Sarmento's study tracked the goats and found they were keying in on Logan Pass urine and sweat. The Logan Pass goats traveled more than goats going to mineral licks. A goat going to a mineral lick might stay there a few days or weeks, enough to replenish its body's need for salt. But a goat at Logan Pass is moving more, visiting multiple spots of urine or sweat to fulfill its salt needs, preliminary results from his study have found.

The Logan Pass goats are making short journeys, however, but a natural lick is a much longer undertaking, exposing the goats to predators.

In addition, the Logan Pass goats appear to be using the presence of humans as a shield against predators. Sarmento tested this theory by visiting remote goat licks that are away from people. There, he found far more evidence of predation - goat bones and remains.

But at Logan Pass, no carcasses were found.

He also found that goats at Logan Pass are more brazen, they travel much farther away from escape cliffs than wild goats in more remote regions of Glacier do.

Researchers even donned outfits that made them look like grizzly bears. When they approached the wild goats, the goats ran away. The goats at Logan Pass were far less likely to flee.

"It appears people are providing a safe zone," he said.

The goats at Logan Pass have learned over the years the dual benefits of humans. Perhaps one of the most telling parts of the study to date came completely by accident, however. The Reynolds Creek Fire closed Logan Pass to humans for more than a week while it cooked the east side of the Sun Road.

Sarmento's study found that when the people were gone, the goats didn't hang around. They had no protection and no fresh salt.

"What we saw was the goats reduced their use of the area," he said.

How healthy all of this is for goats remains to be seen. There is evidence to suggest the Logan Pass goats may be foregoing natural migration patterns to mineral licks in favor of human salt. Another big problem is the goats simply get too close to people. The Park regulations call for people to get no closer than 25 yards to goats and other like animals.

But the goats at the Hidden Lake Trail lay down in the trail itself and lick salt off the boardwalk, despite the Park's best efforts. Goats have very sharp horns.
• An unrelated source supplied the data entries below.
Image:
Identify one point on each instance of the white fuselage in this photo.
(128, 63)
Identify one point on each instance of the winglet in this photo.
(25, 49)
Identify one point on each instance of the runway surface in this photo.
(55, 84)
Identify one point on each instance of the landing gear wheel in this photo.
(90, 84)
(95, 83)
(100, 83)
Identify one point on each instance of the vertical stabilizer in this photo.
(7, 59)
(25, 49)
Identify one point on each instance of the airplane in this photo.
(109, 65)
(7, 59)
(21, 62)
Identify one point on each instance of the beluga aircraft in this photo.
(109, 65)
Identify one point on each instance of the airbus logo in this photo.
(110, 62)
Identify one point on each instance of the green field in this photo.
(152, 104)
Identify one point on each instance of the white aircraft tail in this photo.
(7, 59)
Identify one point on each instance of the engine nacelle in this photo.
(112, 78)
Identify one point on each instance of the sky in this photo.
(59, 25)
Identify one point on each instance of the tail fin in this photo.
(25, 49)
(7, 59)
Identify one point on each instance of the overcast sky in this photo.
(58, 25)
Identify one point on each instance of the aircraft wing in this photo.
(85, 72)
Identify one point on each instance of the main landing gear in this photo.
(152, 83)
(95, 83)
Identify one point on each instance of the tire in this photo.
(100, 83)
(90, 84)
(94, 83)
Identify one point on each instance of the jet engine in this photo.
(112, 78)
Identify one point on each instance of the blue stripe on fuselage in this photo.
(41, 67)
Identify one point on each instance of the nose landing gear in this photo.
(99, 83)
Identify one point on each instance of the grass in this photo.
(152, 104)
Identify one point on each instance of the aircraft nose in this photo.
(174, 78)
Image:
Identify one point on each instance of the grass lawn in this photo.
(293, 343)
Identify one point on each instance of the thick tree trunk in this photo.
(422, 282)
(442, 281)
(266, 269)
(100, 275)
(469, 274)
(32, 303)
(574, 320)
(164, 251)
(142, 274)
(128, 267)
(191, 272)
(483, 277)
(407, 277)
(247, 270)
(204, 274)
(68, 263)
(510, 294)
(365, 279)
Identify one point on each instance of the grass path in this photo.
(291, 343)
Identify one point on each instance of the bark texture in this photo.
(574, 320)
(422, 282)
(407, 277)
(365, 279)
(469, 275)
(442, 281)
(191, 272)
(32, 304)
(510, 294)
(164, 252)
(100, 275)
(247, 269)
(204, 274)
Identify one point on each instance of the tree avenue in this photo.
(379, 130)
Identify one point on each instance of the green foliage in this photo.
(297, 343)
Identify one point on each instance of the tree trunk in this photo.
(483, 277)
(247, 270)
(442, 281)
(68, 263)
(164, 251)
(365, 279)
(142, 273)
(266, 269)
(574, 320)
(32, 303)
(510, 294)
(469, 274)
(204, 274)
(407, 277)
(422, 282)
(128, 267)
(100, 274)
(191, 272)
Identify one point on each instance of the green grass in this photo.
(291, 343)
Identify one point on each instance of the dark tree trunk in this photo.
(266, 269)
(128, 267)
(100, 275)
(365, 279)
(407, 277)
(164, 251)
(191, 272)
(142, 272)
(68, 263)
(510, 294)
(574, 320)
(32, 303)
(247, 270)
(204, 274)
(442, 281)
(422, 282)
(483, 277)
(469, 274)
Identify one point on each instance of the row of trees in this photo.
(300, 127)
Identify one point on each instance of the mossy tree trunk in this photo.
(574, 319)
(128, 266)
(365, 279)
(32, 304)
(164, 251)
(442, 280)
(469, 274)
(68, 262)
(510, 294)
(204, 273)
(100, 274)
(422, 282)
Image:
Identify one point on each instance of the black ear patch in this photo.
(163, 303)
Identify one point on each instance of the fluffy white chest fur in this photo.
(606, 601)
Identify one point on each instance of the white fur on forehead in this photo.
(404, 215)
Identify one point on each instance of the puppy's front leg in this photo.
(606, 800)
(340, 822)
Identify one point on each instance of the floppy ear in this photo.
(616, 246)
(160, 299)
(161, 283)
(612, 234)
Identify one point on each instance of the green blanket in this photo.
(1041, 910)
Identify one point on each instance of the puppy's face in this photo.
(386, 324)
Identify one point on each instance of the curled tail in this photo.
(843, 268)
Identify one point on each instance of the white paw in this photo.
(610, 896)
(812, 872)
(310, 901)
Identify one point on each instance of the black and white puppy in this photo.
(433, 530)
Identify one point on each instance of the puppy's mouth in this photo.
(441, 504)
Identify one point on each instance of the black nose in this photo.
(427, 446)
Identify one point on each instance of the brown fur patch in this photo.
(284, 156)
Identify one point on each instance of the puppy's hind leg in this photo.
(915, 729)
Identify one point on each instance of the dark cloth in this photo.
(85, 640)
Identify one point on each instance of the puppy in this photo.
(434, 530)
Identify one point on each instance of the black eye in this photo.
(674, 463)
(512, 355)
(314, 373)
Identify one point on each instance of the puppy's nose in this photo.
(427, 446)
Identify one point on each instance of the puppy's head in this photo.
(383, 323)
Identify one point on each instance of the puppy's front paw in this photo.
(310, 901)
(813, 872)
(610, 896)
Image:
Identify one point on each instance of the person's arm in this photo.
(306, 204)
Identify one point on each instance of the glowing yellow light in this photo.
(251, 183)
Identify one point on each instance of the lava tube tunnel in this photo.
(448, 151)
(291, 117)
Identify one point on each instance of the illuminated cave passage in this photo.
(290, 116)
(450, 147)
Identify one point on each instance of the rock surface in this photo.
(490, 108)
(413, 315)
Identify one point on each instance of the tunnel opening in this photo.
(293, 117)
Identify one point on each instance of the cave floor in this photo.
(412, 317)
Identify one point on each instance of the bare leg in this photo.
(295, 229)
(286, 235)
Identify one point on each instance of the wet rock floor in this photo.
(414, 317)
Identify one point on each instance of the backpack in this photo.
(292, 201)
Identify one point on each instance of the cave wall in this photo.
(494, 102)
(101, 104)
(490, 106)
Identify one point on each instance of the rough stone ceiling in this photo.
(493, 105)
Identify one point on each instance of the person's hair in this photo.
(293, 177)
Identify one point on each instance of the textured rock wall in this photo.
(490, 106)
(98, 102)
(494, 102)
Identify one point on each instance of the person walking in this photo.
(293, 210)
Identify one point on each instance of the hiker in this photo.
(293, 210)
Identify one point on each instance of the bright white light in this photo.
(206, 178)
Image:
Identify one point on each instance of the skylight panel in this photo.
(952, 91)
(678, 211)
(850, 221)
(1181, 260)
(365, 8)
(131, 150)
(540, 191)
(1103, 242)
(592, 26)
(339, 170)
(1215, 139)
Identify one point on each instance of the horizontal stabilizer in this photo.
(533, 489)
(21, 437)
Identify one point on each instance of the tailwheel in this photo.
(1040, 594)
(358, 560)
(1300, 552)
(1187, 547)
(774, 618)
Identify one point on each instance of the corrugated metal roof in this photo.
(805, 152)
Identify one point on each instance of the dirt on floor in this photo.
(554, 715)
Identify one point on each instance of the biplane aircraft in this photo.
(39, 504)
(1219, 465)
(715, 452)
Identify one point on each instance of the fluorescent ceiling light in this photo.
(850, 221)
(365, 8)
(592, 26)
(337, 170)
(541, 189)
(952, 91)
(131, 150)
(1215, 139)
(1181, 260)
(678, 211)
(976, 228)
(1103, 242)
While no one has been gored in Glacier, in Olympic National Park a man was killed by an aggressive billy goat. One possible solution is to urge people to shoo away the goats, but everyone would have to buy into that, Sarmento noted. Olympic hired full time staffers to haze goats, but that didn't work. As soon as they left, the goats returned.

Another possible solution is a toilet at the Overlook, but that would take dozens of overflights a summer via helicopter to remove the waste, another distasteful solution.

Sarmento's study, in cooperation with the Park and supervisory biologist Mark Biel, and noted biologist Joel Berger, is ongoing and will wrap up next year. He's interested in hearing from anyone who finds a goat carcass.

His email is wesley1.sarmento@umontana.edu.

Results from the study will be used in helping craft a Sun Road Corridor General Management plan - a long-term vision for the entire Sun Road corridor.